Conoscere i grilli

grilloI grilli rappresentano una famiglia di insetti ortotteri appartenente al sottordine degli Ensiferi e comprendente 2000 specie di grandi, medie e piccole dimensioni ed a livrea poco appariscente, con prevalenza delle colorazioni nere, brune o verdastre.

Come sono fatti i grilli

Il corpo dei grilli è in genere tozzo e robusto, il capo assai sviluppato, di forma tondeggiante, l’apparato boccale masticatore, le antenne filiformi, a volte assai allungate. Le ali anteriori (tegmina), talvolta mancanti, sono coriacee, con nervature in rilievo; in posizione di riposo esse vengono ripiegate orizzontalmente in modo che l’ala destra, sovrapponendosi un poco a quella di sinistra, la ricopre in parte. Le ali posteriori, anch’esse non sempre presenti, sono pieghettate come un ventaglio, più grandi delle anteriori, ma assai piú sottili; in posizione di riposo sporgono dalla parte posteriore del corpo e sembrano due fini code. Le zampe sono robuste, i femori posteriori assai sviluppati adatti al salto. L’addome è tozzo e nella femmina termina con un ovopositore lungo e spesso ingrossato all’estremità. Sono presenti cerci addominali, lunghi e simili nei due sessi.

Dove vivono i grilli?

I grilli vivono nei campi, fra le erbe, sugli alberi; prediligono gli ambienti umidi, ma non mancano però anche in quelli aridi; talune specie vivono nelle grotte, nelle cantine, nei nidi delle termiti o in stretta vicinanza dei luoghi d’acqua. Sono fitofagi o parzialmente carnivori e conducono vita notturna; il loro modo di locomozione abituale è la corsa; quando se ne presenta la necessità spiccano rapidi e sicuri salti. I maschi possiedono l’organo di stridulazione che emette il noto ericri, che è un richiamo amoroso che il grillo ottiene dallo sfregamento delle nervature dell’ala anteriore di destra contro quelle della sinistra; la membrana tesa fra le nervature è cos’ posta in vibrazione. Hanno indole molto irritabile, aggressiva e feroce; nel periodo degli amori i maschi combattono fra loro sino alla morte di uno dei due contendenti. Molto diffusi nelle regioni temperate e calde, questi insetti sono assenti nei paesi freddi. Molte specie sono innocue o indifferenti, altre, al contrario, se presenti in gran numero, possono recare danni anche molto gravi.

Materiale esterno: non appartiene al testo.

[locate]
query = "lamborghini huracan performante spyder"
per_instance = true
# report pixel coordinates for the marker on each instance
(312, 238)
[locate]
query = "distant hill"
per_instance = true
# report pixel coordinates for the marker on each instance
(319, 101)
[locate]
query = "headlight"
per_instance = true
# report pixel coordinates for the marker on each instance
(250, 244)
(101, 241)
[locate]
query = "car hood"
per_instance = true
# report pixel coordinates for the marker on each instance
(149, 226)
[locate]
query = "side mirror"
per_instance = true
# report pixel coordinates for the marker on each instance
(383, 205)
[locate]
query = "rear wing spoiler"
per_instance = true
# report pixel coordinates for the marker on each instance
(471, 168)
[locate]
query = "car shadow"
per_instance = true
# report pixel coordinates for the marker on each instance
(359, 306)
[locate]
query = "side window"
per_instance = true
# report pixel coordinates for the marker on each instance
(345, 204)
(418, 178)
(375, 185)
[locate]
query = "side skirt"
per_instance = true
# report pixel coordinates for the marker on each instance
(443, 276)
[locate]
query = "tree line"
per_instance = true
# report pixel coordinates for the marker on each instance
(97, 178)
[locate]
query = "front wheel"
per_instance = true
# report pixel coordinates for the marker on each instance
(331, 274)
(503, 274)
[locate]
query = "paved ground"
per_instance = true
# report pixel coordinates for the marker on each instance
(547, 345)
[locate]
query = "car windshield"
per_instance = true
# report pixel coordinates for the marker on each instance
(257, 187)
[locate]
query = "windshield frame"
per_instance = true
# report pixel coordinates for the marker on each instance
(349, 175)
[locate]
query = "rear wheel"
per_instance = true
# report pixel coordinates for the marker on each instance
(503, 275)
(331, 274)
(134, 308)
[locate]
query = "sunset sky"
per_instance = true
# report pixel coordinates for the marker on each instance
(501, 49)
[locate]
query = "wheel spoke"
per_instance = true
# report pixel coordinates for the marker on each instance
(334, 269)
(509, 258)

I generi più noti sono Gryllus ed Acheta; Acheta (o Liogrytius) campestris (o grillo dei campi) è diffusissimo in Italia, è lungo 20-28 mm. ed ha la livrea di colore bruno-nero lucido; vive nei campi in buche del terreno che esso stesso si scava. A. domestica o Gryllus domesticus (detto grillo del focolare) è lungo 16-18 mm., ha il corpo giallastro e vive nelle case di campagna; il suo canto è monotono e meno rapido di quello del grillo dei campi desertus (o grillo moro) è lungo circa 20 mm.; vive nei campi ed è dannoso all’agricoltura. Un’altra specie, l’Oecanthus pellucens (o grilletto canterino), ha colore verde giallastro, è lunga circa 13-15 mm., ha antenne filiformi, lunghissime, ripiegate all’indietro; canta a lungo di notte durante l’estate in campagna, ponendosi sull’orlo della sua piccola buca scavata nella terra. Myrmecophila acervorum è invece specie attera e cieca e vive nei formicai. Brachytripes megacefalus (o cicalone), comune nelle oasi del Sahara e dotato di un apparato stridulante molto robusto, è un grillo di circa 5 cm. di lunghezza, con un grosso capo giallastro.